Improvised explosive devices (IEDs) were the number one killer of troops in Iraq and Afghanistan. In response to increasing IED attacks, the Defense Department began adding armor kits to High Mobility Multipurpose Wheeled Vehicles (HMMWVs) and procuring up-armored HMMWVs. Even with added armor, the HMMWV’s flat bottom made it vulnerable to buried IEDs. Beginning in early 2005, field commanders made formal requests for mine-resistant ambush-protected (MRAP) vehicles.
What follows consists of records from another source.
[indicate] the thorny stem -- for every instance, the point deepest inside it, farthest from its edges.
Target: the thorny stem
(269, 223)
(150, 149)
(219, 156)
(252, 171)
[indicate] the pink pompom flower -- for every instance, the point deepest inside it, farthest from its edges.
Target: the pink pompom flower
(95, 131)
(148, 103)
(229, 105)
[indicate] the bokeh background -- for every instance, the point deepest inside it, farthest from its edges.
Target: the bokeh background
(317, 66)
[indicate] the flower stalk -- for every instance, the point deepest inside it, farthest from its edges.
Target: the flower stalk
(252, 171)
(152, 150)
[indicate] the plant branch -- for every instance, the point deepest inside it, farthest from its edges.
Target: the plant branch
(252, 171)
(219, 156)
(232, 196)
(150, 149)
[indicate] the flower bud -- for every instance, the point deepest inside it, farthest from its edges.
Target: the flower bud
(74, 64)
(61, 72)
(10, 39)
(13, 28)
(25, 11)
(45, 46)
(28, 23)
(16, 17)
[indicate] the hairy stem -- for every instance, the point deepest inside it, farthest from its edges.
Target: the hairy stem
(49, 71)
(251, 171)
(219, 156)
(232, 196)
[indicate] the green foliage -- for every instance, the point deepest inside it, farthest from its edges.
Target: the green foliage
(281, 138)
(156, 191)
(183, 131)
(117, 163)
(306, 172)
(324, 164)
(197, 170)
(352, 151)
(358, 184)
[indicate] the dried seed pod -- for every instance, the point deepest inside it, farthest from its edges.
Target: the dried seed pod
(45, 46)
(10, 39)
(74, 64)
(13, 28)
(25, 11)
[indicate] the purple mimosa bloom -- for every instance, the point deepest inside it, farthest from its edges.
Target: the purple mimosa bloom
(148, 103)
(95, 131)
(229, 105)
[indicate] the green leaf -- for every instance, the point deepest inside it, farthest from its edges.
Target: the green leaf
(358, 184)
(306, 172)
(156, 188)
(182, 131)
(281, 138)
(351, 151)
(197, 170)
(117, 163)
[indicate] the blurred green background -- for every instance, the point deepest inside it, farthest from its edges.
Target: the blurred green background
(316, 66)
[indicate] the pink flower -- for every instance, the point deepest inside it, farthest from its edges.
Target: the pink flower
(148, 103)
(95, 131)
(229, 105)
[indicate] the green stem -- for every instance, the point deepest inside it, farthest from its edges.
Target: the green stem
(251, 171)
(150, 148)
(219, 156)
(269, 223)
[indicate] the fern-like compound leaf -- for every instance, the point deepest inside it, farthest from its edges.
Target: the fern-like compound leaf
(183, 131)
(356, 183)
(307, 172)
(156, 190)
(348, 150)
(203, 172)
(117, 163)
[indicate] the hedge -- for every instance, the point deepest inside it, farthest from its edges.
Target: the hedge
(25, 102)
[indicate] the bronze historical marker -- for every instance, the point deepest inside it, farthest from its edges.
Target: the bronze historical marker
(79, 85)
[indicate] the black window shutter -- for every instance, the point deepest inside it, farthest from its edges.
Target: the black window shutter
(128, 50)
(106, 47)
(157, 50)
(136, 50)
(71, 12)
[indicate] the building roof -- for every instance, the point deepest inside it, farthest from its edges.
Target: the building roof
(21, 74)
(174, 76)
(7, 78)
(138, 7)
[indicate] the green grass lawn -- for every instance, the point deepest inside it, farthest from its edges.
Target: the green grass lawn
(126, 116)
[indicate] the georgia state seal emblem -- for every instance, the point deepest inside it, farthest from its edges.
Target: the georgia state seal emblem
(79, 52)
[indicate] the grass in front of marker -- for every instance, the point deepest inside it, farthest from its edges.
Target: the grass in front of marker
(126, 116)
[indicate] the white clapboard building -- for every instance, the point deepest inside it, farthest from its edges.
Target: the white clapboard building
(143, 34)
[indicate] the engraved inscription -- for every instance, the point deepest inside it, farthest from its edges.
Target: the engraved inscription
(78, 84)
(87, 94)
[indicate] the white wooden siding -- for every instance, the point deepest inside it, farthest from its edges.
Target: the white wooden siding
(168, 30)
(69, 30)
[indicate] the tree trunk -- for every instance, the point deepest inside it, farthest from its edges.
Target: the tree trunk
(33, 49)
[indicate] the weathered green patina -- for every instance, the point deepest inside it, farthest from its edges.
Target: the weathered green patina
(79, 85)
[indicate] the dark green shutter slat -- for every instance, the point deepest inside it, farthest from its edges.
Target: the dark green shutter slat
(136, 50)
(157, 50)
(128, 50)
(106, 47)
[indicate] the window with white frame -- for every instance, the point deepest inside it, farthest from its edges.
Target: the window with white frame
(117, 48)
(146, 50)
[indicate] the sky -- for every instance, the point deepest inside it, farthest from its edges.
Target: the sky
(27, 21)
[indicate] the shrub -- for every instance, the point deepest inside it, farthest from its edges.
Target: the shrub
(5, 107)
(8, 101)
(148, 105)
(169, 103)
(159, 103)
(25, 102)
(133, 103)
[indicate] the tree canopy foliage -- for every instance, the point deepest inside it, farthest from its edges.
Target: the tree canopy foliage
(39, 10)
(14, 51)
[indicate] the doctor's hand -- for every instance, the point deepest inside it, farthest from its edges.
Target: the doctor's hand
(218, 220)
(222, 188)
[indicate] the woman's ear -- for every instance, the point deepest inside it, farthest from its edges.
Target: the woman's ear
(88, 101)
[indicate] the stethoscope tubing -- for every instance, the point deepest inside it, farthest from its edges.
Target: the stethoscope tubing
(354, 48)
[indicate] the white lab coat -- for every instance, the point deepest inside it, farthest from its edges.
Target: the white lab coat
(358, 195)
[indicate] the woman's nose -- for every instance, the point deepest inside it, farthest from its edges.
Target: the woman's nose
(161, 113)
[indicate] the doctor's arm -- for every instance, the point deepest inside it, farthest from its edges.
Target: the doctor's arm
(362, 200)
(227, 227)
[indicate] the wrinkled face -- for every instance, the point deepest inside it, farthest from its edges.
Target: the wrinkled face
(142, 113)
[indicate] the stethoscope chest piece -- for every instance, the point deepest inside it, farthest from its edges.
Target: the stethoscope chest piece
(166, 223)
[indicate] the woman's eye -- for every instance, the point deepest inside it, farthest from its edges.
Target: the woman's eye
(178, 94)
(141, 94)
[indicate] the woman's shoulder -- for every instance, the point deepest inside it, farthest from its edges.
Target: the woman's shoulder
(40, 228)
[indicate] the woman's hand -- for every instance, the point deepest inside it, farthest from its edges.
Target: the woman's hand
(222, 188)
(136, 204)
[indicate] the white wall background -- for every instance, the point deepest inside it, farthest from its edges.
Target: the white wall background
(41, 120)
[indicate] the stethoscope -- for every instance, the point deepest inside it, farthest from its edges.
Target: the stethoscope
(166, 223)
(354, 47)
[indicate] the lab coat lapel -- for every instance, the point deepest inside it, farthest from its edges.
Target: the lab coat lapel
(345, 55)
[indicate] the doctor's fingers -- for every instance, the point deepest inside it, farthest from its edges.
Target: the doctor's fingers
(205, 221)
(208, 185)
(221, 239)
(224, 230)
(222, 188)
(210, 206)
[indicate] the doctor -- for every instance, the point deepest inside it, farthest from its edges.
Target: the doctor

These vehicles – essentially armored trucks – have V-shaped hulls and high ground clearance to deflect and diffuse bomb blasts. A small number of MRAPs were in theater as part of explosive ordinance disposal teams. They had a reputation for survivability - about 400 percent safer than a HMMWV. Despite earlier requests for MRAPs to be procured for use in combat missions, it would take until November of 2006 - almost two years later - for MRAP requirements to be validated and a request for proposals to be released.